According to Pellegrini, how to accelerate an electron beam while preserving the high beam quality necessary to generate coherent X-rays was an important contribution from high energy physics in general and the linear collider experience here at SLAC in particular. SLAC people played another important role, as well.
”Most people in the FEL community believed an X-ray FEL would never work, and they were not totally crazy," Pellegrini said. "There were a lot of reasons—everything had to be done at the frontier, pushing the knowledge and with extreme technical quality. And it was not an easy job. It was very good that a few people here, like Herman Winick, Artie Bienenstock and Max Cornacchia, believed in this idea and started to support it."
Pellegrini's determined band of physicists finally caught the attention of the Department of Energy, which decided to fund the project. "And you know the rest of the story," he said—the successful launch of the world's first hard X-ray FEL in 2009.

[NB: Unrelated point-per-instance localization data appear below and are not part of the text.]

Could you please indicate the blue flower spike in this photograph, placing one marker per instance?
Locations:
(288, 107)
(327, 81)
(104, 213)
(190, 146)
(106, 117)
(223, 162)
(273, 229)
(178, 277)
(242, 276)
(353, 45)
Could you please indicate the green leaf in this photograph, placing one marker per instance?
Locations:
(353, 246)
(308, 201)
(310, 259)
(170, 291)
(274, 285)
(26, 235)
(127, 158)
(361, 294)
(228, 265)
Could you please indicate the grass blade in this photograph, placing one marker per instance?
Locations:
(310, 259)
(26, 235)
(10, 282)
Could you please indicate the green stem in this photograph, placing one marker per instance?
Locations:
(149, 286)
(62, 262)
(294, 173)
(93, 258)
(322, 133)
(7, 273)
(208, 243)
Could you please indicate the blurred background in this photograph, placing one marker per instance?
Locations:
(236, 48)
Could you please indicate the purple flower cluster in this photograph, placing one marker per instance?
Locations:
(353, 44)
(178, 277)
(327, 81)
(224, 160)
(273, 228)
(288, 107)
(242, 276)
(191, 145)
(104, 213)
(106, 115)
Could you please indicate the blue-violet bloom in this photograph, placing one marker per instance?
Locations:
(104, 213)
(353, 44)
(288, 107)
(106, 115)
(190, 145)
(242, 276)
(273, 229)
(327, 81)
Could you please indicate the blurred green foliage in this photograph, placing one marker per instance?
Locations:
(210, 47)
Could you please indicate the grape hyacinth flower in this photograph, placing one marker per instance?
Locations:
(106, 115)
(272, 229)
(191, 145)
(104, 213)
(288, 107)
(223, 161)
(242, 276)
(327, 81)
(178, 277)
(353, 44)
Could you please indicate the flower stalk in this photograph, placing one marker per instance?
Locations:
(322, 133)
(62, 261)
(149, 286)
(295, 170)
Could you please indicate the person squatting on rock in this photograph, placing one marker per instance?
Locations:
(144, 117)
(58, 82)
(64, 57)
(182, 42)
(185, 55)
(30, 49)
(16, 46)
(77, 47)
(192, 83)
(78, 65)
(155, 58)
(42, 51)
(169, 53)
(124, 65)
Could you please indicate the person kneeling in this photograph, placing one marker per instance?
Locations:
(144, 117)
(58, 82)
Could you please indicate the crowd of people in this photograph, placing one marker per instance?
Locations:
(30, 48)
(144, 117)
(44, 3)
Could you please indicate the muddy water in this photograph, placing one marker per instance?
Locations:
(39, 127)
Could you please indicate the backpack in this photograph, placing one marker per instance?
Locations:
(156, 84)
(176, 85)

"In a way, the final success that came so brilliantly in 2009 was a demonstration of how much the accelerator physics community had done. Building the LCLS was such a difficult task—at the frontier of what man could do—bringing together new developments in linear colliders, the photoinjector, instrumentation, diagnostics, theory and simulations. But it was done by the LCLS team with remarkable success, a demonstration of the quality and the commitment of their work and that of the general community of accelerator physicists. Everybody deserves much recognition for the final success."

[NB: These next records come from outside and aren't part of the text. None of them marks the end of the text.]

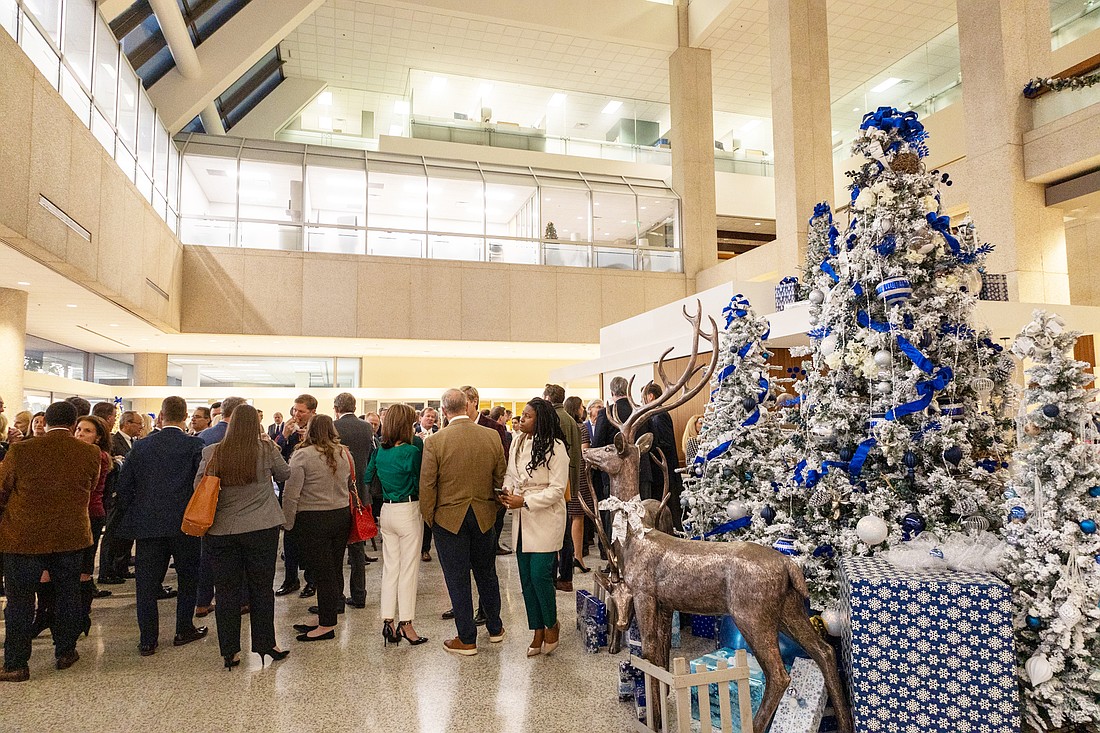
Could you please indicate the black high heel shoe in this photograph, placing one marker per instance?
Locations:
(274, 654)
(388, 634)
(402, 634)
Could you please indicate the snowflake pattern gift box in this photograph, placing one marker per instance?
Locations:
(928, 651)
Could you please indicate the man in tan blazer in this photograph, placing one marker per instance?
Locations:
(463, 466)
(44, 489)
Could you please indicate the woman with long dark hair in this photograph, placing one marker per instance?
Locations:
(94, 431)
(243, 539)
(316, 501)
(397, 466)
(535, 490)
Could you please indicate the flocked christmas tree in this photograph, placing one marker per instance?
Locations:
(902, 412)
(739, 427)
(1053, 506)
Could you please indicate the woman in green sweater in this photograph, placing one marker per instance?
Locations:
(397, 466)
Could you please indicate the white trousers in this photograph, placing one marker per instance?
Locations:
(402, 528)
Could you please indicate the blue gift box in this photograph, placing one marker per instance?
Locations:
(927, 649)
(710, 663)
(704, 626)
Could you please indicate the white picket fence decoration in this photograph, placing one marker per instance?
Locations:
(680, 681)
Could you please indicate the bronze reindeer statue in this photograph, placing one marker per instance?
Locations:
(653, 573)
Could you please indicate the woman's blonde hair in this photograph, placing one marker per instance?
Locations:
(690, 431)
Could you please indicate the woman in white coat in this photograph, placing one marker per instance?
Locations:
(535, 491)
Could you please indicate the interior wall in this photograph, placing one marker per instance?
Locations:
(45, 150)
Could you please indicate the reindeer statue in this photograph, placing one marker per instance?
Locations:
(653, 573)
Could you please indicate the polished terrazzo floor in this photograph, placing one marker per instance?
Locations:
(351, 684)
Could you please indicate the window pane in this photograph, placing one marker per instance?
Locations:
(271, 190)
(75, 96)
(48, 14)
(208, 187)
(39, 50)
(337, 193)
(615, 218)
(270, 236)
(79, 23)
(146, 124)
(107, 70)
(128, 107)
(397, 197)
(455, 200)
(565, 214)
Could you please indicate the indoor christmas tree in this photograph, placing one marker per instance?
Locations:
(1053, 506)
(902, 424)
(739, 433)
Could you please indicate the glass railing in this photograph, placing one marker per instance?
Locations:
(295, 197)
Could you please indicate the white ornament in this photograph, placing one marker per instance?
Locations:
(872, 529)
(835, 621)
(737, 510)
(1038, 669)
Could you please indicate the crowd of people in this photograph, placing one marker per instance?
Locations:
(84, 487)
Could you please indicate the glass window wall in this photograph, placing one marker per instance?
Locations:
(334, 200)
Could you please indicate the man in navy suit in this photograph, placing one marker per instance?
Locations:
(156, 482)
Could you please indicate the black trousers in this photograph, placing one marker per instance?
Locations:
(471, 549)
(356, 558)
(151, 562)
(322, 537)
(239, 560)
(22, 575)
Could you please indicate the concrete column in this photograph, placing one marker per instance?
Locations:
(692, 138)
(801, 121)
(150, 370)
(1003, 43)
(12, 346)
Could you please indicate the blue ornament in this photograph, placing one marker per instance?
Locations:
(912, 524)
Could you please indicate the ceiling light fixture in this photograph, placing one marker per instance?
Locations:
(884, 85)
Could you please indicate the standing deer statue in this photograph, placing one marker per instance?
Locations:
(653, 573)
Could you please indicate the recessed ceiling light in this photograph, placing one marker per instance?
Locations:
(884, 85)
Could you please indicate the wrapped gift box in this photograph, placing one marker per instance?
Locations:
(787, 293)
(928, 651)
(803, 704)
(993, 287)
(710, 663)
(704, 626)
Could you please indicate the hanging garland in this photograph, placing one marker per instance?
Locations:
(1038, 85)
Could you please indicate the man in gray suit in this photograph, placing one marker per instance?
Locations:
(359, 436)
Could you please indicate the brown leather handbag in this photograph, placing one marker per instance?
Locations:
(198, 516)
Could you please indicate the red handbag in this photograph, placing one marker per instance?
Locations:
(362, 520)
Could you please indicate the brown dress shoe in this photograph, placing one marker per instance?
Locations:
(67, 659)
(20, 675)
(455, 646)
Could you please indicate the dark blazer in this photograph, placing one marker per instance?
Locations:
(606, 431)
(156, 483)
(359, 436)
(119, 445)
(45, 485)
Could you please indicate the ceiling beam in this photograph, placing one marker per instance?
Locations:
(226, 56)
(630, 22)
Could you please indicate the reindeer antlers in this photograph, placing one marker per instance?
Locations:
(666, 402)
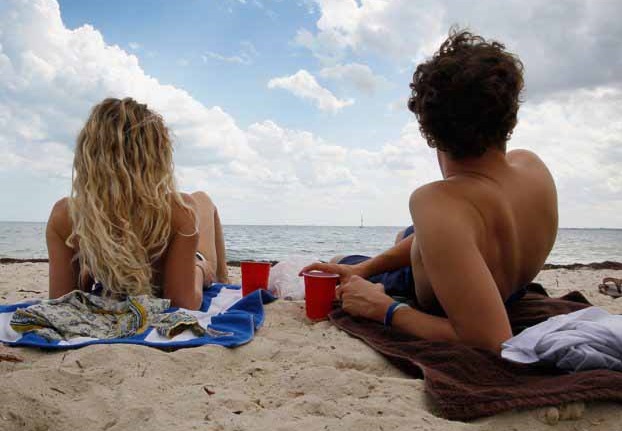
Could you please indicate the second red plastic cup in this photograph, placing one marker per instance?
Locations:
(255, 276)
(319, 293)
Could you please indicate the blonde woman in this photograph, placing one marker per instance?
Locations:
(125, 229)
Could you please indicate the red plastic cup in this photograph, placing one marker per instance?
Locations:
(319, 293)
(255, 276)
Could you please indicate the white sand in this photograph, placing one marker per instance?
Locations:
(293, 376)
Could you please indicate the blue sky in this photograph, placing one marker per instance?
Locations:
(293, 111)
(175, 36)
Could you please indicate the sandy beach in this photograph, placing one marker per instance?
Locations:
(293, 375)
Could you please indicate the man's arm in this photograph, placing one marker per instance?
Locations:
(396, 257)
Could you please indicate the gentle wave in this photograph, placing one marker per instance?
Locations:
(27, 240)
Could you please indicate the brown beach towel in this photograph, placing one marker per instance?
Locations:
(467, 383)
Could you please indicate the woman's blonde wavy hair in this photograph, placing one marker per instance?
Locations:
(122, 196)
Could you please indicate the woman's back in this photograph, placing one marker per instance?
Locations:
(125, 224)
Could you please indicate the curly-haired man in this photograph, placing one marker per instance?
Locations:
(482, 232)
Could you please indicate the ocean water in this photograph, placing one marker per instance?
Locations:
(27, 240)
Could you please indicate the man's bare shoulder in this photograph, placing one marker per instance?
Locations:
(521, 156)
(434, 201)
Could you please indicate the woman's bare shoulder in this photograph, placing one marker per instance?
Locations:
(60, 220)
(183, 220)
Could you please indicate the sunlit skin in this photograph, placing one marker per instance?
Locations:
(482, 233)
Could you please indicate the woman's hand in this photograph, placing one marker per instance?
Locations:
(345, 272)
(360, 297)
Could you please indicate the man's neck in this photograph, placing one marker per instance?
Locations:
(488, 164)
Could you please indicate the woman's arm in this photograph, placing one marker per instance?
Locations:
(63, 276)
(183, 280)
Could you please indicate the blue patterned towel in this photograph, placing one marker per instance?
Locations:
(226, 318)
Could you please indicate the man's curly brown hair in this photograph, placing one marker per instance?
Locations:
(466, 96)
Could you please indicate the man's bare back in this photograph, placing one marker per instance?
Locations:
(482, 232)
(515, 223)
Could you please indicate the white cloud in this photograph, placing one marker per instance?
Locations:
(576, 137)
(356, 74)
(266, 173)
(304, 85)
(246, 56)
(568, 45)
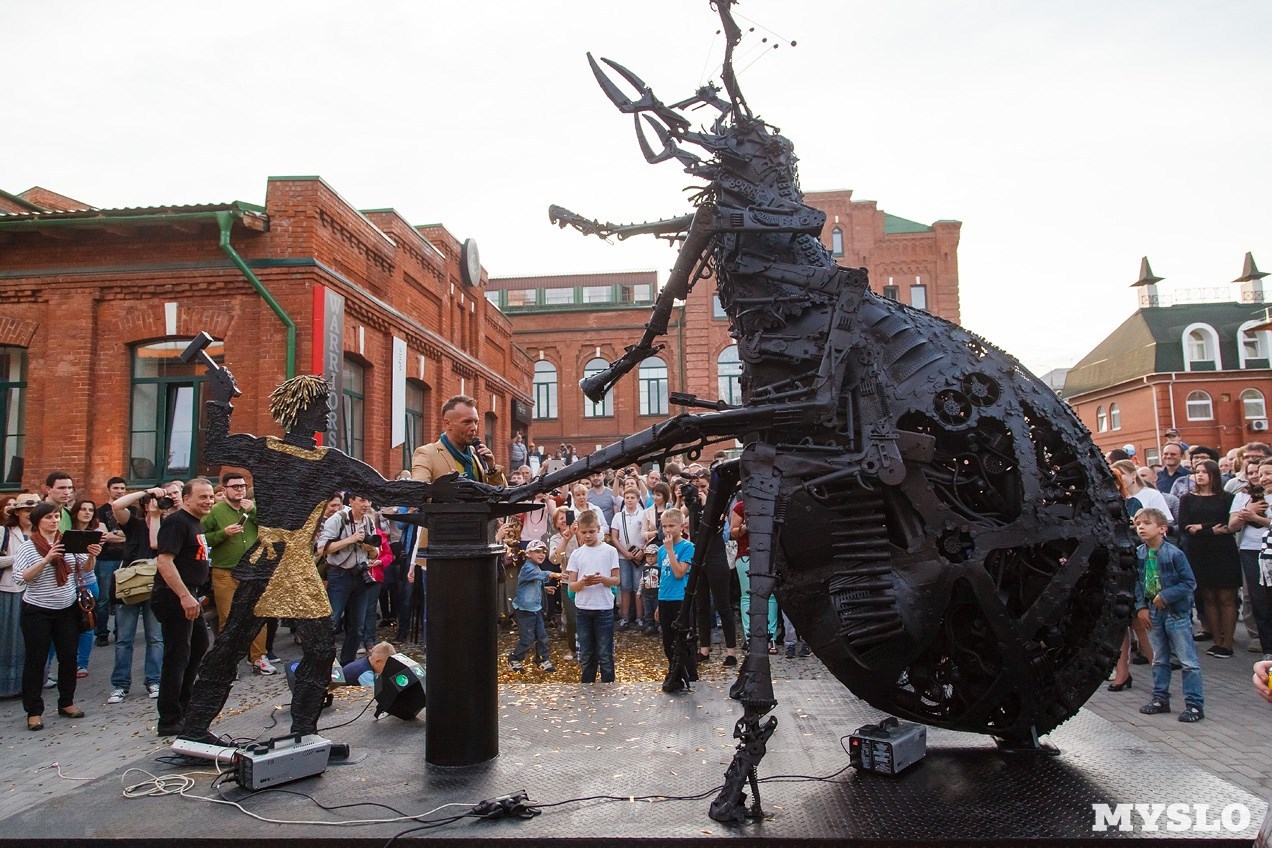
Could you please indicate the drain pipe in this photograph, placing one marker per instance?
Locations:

Pellegrini retired last year from UCLA and now works at SLAC. "At this point in my life I work part-time," he said. His part-time work involves improvements to future FELs. "At the moment I'm working on some general aspects of these FELs. LCLS is great, but one can do more."
Pellegrini said he would like SLAC to become a world-wide center of FEL research and development. To that end, he's helping to push a proposal to build a facility dedicated to FEL studies at SLAC, an idea that has been endorsed by SLAC's Scientific Policy Committee.
"That's something we really would need to push the free-electron laser to its maximum level of capability. Because LCLS by now is so busy that to take the time on it to test a new idea is very hard," Pellegrini explained.
"This is my point of view," he said. "LCLS is not the arrival point, but a starting point."